One of the many disturbing things about this controversy has been how little data Tavistock apparently bothers collecting. During the Bell hearing, the clinic was initially unable to produce very basic court-requested information about its operations. When the data was finally produced, it appeared to show, contrary to many clinicians’ and activists’ claims, that kids who went on blockers there experienced no mental-health benefits (it also showed that nearly all kids who went on blockers at Tavistock proceed to hormone treatment).
Along the same lines, Cass’s work reveals that the clinic has apparently never had any sort of unifying set of standard practices, let alone a shared philosophy about clinical work with gender nonconforming youth. “At primary, secondary and specialist level, there is a lack of agreement, and in many instances a lack of open discussion, about the extent to which gender incongruence in childhood and adolescence can be an inherent and immutable phenomenon for which transition is the best option for the individual, or a more fluid and temporal response to a range of developmental, social, and psychological factors,” wrote Cass. As a result of this lack of professional agreement, “children and young people can experience… a ‘clinician lottery,’ and failure to have an open discussion about this issue is impeding the development of clear guidelines about their care.”

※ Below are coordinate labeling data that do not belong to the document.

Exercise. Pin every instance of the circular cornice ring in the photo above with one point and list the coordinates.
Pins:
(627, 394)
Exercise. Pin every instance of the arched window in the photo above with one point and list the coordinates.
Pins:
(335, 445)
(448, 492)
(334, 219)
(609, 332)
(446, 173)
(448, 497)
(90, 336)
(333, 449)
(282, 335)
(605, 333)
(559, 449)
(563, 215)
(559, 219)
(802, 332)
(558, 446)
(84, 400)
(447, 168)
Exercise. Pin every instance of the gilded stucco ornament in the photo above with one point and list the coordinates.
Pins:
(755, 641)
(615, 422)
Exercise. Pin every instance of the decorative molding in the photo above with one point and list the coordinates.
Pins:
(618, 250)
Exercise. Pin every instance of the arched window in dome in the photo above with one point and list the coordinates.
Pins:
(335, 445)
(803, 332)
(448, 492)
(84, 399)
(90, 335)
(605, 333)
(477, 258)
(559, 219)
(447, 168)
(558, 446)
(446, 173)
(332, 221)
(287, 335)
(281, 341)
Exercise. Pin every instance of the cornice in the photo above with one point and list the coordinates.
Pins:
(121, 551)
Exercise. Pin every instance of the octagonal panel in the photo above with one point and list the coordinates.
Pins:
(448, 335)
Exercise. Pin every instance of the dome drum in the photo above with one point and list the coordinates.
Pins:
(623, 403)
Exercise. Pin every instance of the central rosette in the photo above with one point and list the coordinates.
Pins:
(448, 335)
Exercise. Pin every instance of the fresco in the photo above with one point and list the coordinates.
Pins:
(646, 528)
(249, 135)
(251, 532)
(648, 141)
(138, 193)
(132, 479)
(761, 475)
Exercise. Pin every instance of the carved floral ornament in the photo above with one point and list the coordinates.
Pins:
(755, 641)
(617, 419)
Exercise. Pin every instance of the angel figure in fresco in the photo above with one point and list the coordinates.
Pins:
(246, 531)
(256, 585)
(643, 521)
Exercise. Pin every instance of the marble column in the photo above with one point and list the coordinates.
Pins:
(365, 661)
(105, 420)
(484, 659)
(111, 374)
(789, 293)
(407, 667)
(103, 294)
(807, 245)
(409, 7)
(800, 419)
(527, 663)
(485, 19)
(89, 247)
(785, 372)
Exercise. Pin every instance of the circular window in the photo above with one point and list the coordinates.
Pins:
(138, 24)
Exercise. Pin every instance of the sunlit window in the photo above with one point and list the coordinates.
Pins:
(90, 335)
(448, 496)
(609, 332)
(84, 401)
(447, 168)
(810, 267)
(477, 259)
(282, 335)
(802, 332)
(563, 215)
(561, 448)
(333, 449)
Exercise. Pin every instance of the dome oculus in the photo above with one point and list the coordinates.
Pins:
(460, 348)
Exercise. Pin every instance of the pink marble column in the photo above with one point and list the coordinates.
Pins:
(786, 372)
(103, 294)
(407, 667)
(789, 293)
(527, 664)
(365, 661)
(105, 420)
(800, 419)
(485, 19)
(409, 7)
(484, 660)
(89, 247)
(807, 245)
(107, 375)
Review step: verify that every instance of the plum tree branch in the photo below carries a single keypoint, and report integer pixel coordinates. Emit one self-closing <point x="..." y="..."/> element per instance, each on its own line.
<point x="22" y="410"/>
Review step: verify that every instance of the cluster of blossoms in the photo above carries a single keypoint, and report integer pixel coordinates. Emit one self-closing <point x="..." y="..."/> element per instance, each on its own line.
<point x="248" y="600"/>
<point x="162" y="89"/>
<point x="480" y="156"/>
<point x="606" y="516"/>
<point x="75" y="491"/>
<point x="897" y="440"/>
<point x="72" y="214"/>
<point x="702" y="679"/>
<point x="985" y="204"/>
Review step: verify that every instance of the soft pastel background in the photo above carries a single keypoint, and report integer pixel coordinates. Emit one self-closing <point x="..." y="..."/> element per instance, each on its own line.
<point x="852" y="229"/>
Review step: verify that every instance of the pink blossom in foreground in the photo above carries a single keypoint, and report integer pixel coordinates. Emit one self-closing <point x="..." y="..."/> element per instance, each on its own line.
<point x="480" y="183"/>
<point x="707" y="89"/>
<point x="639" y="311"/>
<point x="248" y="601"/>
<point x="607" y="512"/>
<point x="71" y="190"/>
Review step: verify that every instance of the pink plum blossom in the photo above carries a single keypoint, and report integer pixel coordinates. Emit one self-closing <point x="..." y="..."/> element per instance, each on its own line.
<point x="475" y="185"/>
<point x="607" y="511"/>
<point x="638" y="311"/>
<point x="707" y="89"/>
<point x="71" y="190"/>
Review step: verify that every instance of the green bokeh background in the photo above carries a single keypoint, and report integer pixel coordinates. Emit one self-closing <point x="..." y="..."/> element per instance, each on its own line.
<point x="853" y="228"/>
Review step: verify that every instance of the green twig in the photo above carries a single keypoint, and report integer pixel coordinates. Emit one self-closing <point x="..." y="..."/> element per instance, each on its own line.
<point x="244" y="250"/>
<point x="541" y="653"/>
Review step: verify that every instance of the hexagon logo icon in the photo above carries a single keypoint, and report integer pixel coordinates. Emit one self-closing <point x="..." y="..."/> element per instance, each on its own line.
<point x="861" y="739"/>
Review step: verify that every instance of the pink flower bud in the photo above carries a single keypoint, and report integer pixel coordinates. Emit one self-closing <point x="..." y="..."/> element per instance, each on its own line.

Given that Tavistock has been administering blockers and hormones to young people since 2011, this is completely unacceptable. Some critics of youth gender medicine refer to the administration of blockers and hormones as an ongoing “experiment” — a term trans activists often take issue with — but in a certain sense this is worse: an experiment at least has agreed-upon rules beforehand, plans for collecting and publishing data, and so on. Tavistock barely had any of this: it’s just been an absolute mess from the beginning, and the institution’s fundamental disorganization and dysfunction left a vacuum into which could step pressure groups that didn’t prioritize careful clinical practices.
Even a failed experiment, properly conducted, advances science a few steps and offers stepping-stones for the next generation. That’s not really the case here. While the ruins of Tavistock certainly will offer lessons to future clinicians, they will be almost entirely “how-not-to.”
One of the most frustrating things about this episode has been the abuse heaped on anyone who has questioned the trend toward carelessness in youth gender medicine exemplified by Tavistock. As the gender-critical philosopher Kathleen Stock, who left the University of Sussex after facing a wave of harassment there, put it: “Just here wondering whether any of the academics who have spent four years mocking, ridiculing, defaming and mischaracterizing my views feel any regret, now a scandal about puberty blockers and child transition is emerging in the mainstream.”
Having encountered a version of this in my own world of journalism — albeit not a fraction of what Stock went through — I can answer that confidently: no. There will be few apologies, if any, and even less introspection. Already, online, many are distorting the news of Tavistock’s closing.
Next up, I think, is the United States. Our healthcare system is an order of magnitude bigger, less organized and less carefully regulated than the NHS. What possible reason would any thinking person have to believe that the same issues that plagued Tavistock aren’t going to pop up, again and again, in our own nationwide patchwork of youth gender clinics?